Masukkan 100 cc susu ke dalam gelas kimia, lalu campurkan 100 cc air. Diaduk terus-menerus sambil diteteskan larutan HCl 10% hingga terlihat keping-keping dalam cairan itu, yaitu kasein yang mengendap pada titik -isoelektrik pH 4,7. Tambahkan asam yang berlebih, kasein larut kembali. Biarkan air tersebut selama 10 menit. Lalu tuangkan cairan itu ke dalam gelas kimia lainnya, sehingga sisanya yang masih ada disaring ( kasein dan cairan ).Titik isolistrik pada albumin adalah pada pH 4,55-4,90 (Poedjiadi, 1994).Seperti asam amino, protein yang larut dalam air akan membentuk ion yang mempunyai muatan positif dan negatif. Dalam suasana asam molekul protein akan membentuk ion positif, sedangkan dalam suasana basa akan membentuk ion negatif.
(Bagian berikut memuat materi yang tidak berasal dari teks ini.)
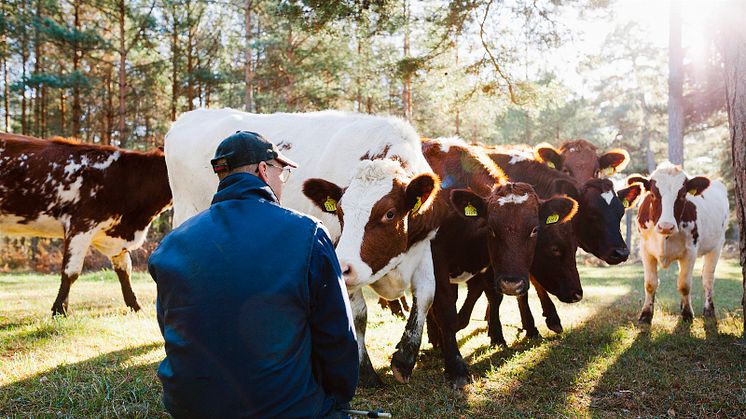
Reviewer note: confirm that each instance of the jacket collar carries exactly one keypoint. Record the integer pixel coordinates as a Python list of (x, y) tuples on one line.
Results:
[(243, 186)]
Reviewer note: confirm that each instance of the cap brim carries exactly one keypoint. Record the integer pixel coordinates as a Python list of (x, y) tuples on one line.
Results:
[(286, 161)]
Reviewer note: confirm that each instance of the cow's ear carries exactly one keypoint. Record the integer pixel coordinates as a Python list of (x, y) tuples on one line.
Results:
[(323, 193), (629, 195), (468, 204), (645, 182), (697, 185), (548, 155), (557, 210), (613, 161), (421, 192)]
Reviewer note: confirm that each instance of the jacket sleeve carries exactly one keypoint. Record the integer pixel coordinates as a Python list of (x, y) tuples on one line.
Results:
[(335, 354)]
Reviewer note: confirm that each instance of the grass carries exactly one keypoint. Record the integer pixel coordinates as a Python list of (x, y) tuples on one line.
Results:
[(101, 360)]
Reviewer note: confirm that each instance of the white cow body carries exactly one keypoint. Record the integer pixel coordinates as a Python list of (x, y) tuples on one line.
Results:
[(681, 237), (328, 145)]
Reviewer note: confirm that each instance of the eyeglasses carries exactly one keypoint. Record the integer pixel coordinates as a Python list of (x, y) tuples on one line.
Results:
[(285, 172)]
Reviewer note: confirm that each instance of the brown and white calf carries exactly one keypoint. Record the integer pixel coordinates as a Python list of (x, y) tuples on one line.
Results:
[(680, 218), (488, 233), (85, 194), (366, 179)]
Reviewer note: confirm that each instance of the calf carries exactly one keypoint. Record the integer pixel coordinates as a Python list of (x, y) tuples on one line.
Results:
[(363, 172), (85, 194), (680, 218)]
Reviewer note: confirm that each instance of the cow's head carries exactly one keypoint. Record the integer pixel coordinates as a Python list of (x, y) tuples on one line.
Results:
[(511, 217), (554, 265), (668, 187), (597, 222), (373, 212), (579, 159)]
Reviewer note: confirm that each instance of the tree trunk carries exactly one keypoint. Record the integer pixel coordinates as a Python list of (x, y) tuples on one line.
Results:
[(675, 87), (249, 65), (734, 56), (122, 75)]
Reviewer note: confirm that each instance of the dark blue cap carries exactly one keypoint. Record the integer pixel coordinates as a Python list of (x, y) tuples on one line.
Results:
[(244, 148)]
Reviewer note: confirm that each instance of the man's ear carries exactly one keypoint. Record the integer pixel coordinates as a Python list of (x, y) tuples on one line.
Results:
[(421, 192), (629, 195), (613, 161), (323, 193), (557, 210), (697, 185), (548, 155), (468, 204), (645, 182)]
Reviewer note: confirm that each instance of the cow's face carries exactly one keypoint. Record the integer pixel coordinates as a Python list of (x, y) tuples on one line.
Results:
[(373, 212), (554, 265), (512, 216), (668, 189), (597, 222)]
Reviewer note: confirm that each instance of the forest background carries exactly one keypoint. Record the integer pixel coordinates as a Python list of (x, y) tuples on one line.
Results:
[(643, 75)]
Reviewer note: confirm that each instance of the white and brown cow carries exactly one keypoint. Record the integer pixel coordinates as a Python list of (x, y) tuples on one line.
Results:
[(363, 172), (680, 218), (86, 194)]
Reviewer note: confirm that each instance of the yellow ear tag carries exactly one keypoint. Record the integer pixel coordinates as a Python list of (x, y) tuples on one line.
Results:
[(417, 205), (470, 210), (330, 205)]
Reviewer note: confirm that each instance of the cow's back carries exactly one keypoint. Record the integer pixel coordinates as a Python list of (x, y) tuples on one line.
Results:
[(327, 144), (712, 216)]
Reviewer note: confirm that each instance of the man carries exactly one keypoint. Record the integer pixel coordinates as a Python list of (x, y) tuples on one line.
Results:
[(251, 302)]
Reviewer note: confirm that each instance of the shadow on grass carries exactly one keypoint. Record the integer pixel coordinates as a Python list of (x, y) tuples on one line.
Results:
[(112, 384)]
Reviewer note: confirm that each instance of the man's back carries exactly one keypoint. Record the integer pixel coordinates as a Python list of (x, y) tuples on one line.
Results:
[(235, 306)]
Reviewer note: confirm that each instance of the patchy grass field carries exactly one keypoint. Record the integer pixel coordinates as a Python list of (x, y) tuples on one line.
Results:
[(101, 360)]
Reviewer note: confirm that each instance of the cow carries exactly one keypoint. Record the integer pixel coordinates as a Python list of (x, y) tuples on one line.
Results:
[(595, 227), (680, 218), (579, 159), (361, 172), (488, 233), (85, 194)]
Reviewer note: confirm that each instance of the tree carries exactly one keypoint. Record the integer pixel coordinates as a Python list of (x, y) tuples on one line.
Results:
[(734, 54)]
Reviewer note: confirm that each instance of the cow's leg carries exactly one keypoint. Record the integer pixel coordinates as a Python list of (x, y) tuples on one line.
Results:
[(708, 280), (475, 286), (548, 309), (74, 251), (650, 266), (527, 318), (495, 298), (122, 264), (368, 377), (444, 308), (684, 284), (423, 293)]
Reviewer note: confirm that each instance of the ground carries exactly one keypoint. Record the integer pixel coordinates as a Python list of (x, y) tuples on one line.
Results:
[(101, 360)]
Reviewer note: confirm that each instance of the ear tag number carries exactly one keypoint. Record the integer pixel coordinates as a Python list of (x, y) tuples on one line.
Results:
[(470, 210), (417, 205), (330, 205)]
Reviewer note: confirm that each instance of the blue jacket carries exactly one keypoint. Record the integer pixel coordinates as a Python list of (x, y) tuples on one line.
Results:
[(253, 311)]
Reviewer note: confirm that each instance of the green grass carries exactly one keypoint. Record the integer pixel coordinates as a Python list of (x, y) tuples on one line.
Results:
[(101, 360)]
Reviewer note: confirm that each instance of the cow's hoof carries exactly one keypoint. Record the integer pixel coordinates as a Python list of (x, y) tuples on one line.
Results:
[(646, 317), (555, 327), (369, 380)]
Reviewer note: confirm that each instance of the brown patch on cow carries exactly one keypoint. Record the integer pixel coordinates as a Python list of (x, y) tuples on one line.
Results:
[(377, 156)]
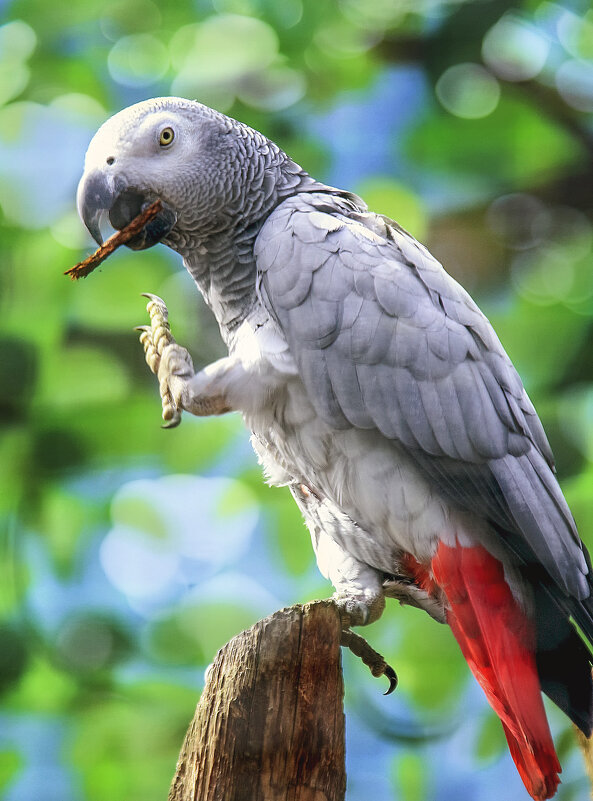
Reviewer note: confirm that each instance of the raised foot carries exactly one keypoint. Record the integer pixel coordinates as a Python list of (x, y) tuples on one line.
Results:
[(164, 357), (373, 660)]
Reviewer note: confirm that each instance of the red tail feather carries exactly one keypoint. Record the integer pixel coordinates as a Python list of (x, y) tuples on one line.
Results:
[(498, 641)]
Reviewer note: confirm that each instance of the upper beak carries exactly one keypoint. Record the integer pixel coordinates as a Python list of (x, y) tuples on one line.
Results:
[(96, 194), (102, 193)]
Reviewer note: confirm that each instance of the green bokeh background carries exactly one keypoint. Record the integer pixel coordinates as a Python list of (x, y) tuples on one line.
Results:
[(130, 554)]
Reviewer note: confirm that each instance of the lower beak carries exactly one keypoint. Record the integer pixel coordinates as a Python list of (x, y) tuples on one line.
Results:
[(100, 194)]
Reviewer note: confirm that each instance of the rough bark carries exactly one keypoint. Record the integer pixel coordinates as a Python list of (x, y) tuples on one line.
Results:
[(269, 725)]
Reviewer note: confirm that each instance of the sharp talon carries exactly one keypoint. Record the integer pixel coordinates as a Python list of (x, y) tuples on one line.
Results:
[(173, 422), (152, 297), (373, 660), (392, 676)]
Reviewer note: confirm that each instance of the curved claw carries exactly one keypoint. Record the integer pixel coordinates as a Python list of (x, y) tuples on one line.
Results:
[(173, 422), (373, 660), (152, 297)]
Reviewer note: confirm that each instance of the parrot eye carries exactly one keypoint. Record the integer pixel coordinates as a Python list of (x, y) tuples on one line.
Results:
[(166, 136)]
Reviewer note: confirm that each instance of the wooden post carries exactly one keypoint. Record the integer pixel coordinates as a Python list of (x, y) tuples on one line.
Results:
[(269, 725)]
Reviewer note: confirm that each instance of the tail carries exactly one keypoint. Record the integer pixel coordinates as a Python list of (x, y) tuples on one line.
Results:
[(498, 641)]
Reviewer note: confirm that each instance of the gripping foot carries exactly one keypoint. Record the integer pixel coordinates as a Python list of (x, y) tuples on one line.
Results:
[(373, 660)]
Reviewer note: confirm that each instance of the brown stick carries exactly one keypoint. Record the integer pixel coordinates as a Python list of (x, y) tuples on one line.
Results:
[(270, 723), (84, 268)]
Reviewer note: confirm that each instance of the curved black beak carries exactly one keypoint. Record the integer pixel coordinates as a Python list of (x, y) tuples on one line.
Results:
[(95, 196), (101, 193)]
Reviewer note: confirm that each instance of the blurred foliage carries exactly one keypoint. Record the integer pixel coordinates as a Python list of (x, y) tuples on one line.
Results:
[(130, 554)]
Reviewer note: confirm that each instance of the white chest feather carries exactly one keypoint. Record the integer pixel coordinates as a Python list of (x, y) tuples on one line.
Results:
[(363, 475)]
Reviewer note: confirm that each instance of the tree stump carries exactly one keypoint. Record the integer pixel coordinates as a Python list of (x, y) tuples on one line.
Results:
[(269, 725)]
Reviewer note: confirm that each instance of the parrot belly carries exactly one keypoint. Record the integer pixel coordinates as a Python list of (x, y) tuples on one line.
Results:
[(361, 492)]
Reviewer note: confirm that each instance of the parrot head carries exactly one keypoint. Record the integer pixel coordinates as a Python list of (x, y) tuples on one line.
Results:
[(183, 153)]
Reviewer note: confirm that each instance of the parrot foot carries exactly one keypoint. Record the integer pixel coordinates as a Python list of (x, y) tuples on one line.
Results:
[(359, 608), (373, 660), (164, 357)]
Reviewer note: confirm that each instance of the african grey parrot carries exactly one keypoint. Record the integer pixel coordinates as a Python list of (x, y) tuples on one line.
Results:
[(377, 391)]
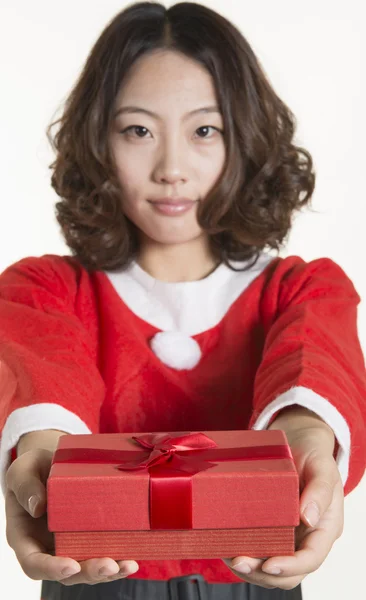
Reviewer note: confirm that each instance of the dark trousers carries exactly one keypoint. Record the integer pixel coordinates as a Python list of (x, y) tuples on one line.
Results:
[(192, 587)]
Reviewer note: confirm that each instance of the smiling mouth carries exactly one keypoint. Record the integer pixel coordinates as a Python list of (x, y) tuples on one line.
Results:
[(172, 208)]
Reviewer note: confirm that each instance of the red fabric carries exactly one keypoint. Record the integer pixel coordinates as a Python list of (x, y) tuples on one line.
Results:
[(67, 337)]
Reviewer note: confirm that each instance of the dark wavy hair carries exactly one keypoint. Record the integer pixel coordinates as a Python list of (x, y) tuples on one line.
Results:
[(265, 177)]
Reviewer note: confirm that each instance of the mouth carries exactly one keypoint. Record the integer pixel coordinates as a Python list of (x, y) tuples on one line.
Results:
[(172, 207)]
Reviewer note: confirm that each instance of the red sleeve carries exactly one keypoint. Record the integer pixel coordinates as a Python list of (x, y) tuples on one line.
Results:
[(312, 354), (47, 355)]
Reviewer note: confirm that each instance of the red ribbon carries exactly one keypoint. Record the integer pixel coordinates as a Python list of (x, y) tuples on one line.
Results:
[(171, 463)]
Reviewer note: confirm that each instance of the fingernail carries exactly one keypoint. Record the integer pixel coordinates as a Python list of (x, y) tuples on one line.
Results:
[(106, 571), (67, 571), (272, 570), (312, 514), (32, 504), (242, 567)]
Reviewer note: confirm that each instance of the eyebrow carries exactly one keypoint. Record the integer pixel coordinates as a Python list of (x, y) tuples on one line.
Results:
[(137, 109)]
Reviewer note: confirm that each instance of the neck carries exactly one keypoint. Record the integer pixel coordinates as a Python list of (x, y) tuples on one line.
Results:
[(177, 262)]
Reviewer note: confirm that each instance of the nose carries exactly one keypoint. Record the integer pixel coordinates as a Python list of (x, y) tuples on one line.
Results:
[(170, 165)]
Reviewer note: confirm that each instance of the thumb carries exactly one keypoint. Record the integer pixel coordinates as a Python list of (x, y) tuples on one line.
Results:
[(26, 478), (320, 475)]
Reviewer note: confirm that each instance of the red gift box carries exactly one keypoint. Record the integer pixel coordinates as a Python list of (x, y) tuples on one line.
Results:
[(174, 495)]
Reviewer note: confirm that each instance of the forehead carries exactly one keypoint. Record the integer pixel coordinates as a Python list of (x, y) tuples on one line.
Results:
[(166, 77)]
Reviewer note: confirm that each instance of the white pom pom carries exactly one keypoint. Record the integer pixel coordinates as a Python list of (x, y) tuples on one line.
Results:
[(176, 349)]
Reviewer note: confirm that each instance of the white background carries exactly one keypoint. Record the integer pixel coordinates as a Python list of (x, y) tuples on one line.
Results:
[(312, 53)]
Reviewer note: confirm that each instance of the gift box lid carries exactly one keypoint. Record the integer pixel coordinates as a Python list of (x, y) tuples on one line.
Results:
[(97, 496)]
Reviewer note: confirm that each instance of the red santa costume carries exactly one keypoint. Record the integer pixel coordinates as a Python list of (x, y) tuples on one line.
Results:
[(122, 352)]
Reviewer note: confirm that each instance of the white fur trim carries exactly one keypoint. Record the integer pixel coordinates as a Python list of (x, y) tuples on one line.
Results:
[(36, 417), (191, 306), (176, 349), (322, 407)]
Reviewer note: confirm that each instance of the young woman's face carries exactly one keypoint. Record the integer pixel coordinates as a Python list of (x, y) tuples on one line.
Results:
[(170, 154)]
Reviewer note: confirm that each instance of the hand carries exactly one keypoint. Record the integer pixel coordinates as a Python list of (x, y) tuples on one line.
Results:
[(28, 535), (312, 444)]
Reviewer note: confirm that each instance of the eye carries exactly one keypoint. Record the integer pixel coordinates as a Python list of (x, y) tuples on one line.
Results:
[(209, 127), (140, 127), (128, 129)]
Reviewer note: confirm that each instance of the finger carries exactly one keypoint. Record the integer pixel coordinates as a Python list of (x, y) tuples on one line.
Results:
[(316, 545), (26, 478), (320, 475), (102, 570), (257, 577), (28, 540)]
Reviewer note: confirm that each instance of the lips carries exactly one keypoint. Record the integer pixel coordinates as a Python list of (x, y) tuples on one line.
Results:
[(172, 206)]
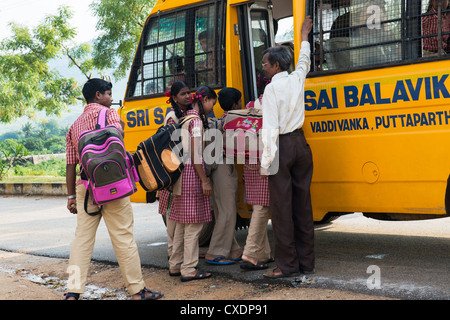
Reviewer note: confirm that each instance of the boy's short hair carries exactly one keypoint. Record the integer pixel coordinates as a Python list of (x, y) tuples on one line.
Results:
[(91, 87), (228, 97)]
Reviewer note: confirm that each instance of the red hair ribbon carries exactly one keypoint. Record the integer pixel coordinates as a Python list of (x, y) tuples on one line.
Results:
[(167, 94), (198, 95)]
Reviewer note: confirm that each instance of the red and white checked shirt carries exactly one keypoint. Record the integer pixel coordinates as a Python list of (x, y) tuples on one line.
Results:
[(86, 122), (192, 206), (164, 195), (430, 26)]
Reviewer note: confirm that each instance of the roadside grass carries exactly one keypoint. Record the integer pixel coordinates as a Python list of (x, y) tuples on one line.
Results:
[(34, 179), (51, 171)]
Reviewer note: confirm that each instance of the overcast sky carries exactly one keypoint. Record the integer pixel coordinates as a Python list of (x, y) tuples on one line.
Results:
[(31, 12)]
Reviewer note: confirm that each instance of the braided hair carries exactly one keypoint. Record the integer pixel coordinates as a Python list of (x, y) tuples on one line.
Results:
[(174, 90), (202, 92)]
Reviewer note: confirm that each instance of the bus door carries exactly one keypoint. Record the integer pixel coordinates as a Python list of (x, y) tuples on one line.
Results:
[(256, 34)]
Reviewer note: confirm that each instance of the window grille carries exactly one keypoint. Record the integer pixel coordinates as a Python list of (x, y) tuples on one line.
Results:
[(349, 34)]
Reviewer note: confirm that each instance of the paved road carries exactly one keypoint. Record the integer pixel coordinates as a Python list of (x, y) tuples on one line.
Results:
[(406, 260)]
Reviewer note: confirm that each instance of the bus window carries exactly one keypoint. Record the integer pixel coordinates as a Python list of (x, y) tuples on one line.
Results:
[(208, 46), (260, 42), (352, 34), (435, 28)]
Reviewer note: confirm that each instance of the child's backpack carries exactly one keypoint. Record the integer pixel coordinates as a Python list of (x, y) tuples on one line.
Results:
[(159, 159), (108, 171)]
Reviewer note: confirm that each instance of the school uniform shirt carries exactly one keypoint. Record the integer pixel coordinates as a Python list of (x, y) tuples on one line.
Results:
[(164, 195), (256, 188), (283, 105), (86, 122), (191, 206)]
Pada titik isolistrik protein mempunyai muatan positif dan negatif yang sama, sehingga tidak bergerak ke arah elektroda positif maupun negatif apabila ditempatkan di antara kedua elektroda tersebut. Protein mempunyai titik isolistrik yang berbeda-beda. Titik isolistrik protein mempunyai arti penting karena pada umumnya sifat fisika dan kimia erat hubungannya dengan pH isolistrik ini. Pada pH di atas titik isolistrik protein bermuatan negatif, sedangkan di bawah titik isolistrik, protein bermuatan positif. Adanya gugus amino dan karboksil bebas pada ujung-ujung rantai molekul protein, menyebabkan protein mempunyai banyak muatan (polielektrolit) dan bersifat amfoter (dapat bereaksi dengan asam maupun basa). Daya reaksi berbagai jenis protein terhadap asam dan basa tidak sama, tergantung dari jumlah dan letak gugus amino dan karboksil dalam molekul. Dalam larutan asam (pH rendah), gugus amino bereaksi dengan H+, sehingga protein bermuatan positif. Sebaliknya, dalam larutan basa (pH tinggi) molekul protein akan bereaksi sebagai asam atau bermuatan negatif. Pada pH isolistrik muatan gugus amino dan karboksil bebas akan saling menetralkan sehingga molekul bermuatan nol (Winarno, 2002).